Let $$A={(x,y) \in R\times R : |x+y|\geq 3}$$ and $$B={(x,y) \in R\times R : |x|+|y|\leq 3}$$. If $$C={(x,y) \in A ∩ B : x=0$$ or $$y=0},then \sum_{(x,y)\in C}^{}|x+y|$$ is :

We need to find the points in $$A \cap B$$ where x=0 or y=0, and then compute $$\sum |x+y|$$ for those points.

The sets are defined by $$A = \{(x,y) \in \mathbb{R} \times \mathbb{R} : |x+y| \geq 3\}$$, $$B = \{(x,y) \in \mathbb{R} \times \mathbb{R} : |x|+|y| \leq 3\}$$, and we consider $$C = \{(x,y) \in A \cap B : x = 0 \text{ or } y = 0\}$$.
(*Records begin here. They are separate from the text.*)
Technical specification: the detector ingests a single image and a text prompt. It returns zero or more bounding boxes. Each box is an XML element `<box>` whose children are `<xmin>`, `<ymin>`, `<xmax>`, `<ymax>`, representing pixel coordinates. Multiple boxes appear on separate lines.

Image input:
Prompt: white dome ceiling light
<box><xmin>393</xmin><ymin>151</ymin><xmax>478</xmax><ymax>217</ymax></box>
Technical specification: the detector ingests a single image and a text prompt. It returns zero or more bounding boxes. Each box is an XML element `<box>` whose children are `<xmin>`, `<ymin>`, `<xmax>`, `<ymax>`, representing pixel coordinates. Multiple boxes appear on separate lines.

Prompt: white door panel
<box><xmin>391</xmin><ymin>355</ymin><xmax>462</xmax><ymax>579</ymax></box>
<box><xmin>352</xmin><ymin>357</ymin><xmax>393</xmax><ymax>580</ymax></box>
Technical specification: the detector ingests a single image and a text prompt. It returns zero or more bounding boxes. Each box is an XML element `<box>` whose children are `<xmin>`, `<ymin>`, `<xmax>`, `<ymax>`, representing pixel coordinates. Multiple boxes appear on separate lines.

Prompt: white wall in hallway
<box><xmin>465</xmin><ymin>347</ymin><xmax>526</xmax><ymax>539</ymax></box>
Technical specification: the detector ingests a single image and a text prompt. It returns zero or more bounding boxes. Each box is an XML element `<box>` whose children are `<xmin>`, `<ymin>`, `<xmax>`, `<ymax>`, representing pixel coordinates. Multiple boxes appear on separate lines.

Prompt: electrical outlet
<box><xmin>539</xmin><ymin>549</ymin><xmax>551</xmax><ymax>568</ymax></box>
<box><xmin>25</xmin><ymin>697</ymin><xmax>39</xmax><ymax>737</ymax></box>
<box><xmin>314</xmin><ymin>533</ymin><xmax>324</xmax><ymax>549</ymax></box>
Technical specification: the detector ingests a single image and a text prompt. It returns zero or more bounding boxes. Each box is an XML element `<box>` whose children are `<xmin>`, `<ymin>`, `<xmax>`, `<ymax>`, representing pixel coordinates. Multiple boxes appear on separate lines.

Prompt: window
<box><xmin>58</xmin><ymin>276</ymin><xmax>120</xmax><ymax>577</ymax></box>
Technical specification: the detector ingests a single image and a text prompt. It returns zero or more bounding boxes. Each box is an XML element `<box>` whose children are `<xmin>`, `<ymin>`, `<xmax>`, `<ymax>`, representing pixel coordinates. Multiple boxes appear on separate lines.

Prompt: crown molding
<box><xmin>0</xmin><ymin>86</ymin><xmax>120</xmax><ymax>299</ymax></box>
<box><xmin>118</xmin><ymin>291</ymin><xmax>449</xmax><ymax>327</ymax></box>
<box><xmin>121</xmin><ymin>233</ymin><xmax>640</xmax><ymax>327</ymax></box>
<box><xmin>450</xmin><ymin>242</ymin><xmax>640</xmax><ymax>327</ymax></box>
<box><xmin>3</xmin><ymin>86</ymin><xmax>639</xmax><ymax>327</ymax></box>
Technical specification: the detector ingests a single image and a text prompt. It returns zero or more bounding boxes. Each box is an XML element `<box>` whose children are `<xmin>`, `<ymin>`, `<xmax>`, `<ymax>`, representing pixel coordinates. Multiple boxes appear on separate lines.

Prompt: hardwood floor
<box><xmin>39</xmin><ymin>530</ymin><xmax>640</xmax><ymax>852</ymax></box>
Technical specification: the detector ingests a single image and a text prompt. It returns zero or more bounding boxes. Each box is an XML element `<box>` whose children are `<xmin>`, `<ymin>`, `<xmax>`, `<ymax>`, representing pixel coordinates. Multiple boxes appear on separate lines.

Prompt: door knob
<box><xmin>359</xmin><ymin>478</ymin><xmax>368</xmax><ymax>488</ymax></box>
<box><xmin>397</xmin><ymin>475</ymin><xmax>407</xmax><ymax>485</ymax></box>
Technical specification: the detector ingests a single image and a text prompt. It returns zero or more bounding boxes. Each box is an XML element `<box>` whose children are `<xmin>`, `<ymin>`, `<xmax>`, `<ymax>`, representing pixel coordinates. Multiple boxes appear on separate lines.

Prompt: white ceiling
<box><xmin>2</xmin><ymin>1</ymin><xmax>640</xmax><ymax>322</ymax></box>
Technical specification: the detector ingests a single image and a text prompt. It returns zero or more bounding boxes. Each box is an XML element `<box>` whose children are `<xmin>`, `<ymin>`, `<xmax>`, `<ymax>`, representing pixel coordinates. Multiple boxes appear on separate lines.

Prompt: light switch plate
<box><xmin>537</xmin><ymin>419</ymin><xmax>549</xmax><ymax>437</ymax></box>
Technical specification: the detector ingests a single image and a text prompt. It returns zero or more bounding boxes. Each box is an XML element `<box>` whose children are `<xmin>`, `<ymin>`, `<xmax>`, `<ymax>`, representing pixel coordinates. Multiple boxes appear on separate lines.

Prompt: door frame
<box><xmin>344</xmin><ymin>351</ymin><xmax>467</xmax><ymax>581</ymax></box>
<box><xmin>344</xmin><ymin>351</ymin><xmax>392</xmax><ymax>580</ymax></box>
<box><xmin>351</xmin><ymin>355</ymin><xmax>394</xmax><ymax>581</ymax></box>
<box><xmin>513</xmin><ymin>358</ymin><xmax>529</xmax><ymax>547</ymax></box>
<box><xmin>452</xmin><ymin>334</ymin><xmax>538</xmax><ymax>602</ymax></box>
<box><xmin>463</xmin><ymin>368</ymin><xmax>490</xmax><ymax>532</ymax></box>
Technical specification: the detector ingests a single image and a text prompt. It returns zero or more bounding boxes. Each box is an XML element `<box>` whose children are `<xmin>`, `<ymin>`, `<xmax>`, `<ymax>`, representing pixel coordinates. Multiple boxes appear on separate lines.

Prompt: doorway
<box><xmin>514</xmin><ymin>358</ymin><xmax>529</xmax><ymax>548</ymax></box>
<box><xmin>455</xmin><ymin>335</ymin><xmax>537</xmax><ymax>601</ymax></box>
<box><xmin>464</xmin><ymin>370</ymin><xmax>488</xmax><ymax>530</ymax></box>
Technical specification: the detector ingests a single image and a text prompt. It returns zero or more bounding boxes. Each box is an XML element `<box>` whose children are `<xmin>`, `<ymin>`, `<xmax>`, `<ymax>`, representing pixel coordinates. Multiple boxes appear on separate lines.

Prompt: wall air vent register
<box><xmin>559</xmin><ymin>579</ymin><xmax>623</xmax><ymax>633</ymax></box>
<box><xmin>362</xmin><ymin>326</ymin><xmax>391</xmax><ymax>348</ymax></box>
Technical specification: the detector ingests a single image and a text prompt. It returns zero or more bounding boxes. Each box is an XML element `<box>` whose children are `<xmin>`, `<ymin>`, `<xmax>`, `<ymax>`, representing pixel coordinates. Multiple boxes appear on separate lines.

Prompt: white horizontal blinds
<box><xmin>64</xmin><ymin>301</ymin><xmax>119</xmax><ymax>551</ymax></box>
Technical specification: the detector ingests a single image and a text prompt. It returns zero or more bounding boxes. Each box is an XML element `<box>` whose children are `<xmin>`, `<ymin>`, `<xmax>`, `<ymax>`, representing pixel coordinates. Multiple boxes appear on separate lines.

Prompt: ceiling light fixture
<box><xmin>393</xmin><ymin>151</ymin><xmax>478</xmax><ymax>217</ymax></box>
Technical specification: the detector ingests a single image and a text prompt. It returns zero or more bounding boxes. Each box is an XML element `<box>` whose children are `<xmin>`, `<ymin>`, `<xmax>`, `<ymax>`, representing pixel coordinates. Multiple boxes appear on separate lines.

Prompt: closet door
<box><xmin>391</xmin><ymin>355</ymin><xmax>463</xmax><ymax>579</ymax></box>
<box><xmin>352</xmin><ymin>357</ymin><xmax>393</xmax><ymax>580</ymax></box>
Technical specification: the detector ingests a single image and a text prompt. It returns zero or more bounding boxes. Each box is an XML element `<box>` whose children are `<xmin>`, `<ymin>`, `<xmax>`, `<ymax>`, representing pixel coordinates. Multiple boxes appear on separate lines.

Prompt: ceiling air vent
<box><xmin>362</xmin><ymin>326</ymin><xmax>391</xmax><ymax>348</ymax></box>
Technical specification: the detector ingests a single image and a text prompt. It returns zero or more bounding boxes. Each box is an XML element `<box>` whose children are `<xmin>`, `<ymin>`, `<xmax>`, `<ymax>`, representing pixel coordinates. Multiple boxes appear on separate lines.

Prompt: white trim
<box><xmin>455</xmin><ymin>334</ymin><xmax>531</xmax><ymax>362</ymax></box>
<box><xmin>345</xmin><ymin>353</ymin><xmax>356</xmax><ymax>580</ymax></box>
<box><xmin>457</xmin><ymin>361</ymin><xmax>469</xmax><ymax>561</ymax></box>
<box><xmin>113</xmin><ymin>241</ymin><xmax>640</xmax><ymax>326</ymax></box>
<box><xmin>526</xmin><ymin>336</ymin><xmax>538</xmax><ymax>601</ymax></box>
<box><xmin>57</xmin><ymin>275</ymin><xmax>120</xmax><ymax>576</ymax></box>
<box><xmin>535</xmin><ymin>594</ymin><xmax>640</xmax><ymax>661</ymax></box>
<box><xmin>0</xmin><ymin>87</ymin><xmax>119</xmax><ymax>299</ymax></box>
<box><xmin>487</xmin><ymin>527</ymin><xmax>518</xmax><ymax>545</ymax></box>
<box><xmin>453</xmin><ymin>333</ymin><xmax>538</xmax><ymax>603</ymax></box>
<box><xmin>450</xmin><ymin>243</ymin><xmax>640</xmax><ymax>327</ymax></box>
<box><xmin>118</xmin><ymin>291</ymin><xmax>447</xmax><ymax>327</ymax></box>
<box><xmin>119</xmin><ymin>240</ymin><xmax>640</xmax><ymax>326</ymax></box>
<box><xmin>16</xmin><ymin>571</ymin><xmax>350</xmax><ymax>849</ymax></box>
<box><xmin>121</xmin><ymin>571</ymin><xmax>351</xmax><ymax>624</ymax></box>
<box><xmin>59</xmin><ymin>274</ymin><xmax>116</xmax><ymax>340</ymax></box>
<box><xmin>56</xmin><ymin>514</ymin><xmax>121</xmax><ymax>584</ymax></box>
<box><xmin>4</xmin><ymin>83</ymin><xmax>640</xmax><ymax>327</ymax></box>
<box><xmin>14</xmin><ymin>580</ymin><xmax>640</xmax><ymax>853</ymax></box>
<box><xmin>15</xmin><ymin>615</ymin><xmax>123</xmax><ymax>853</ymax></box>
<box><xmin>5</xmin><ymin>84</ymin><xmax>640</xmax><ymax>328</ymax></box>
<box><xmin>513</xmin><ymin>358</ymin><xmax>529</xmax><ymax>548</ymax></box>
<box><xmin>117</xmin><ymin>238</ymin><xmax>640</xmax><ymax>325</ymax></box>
If x=0, then from A we have $$|y| \geq 3$$ and from B we have $$|y| \leq 3$$, which together imply $$|y| = 3$$, so y=3 or y=-3, giving the points $$(0,3)$$ and $$(0,-3)$$.

If y=0, then from A we have $$|x| \geq 3$$ and from B we have $$|x| \leq 3$$, which together imply $$|x| = 3$$, so x=3 or x=-3, giving the points $$(3,0)$$ and $$(-3,0)$$.

Thus $$C = \{(0,3), (0,-3), (3,0), (-3,0)\}$$.

It follows that $$\sum_{(x,y) \in C} |x+y| = |0+3| + |0-3| + |3+0| + |-3+0| = 3 + 3 + 3 + 3 = 12.$$

The correct answer is Option 4: 12.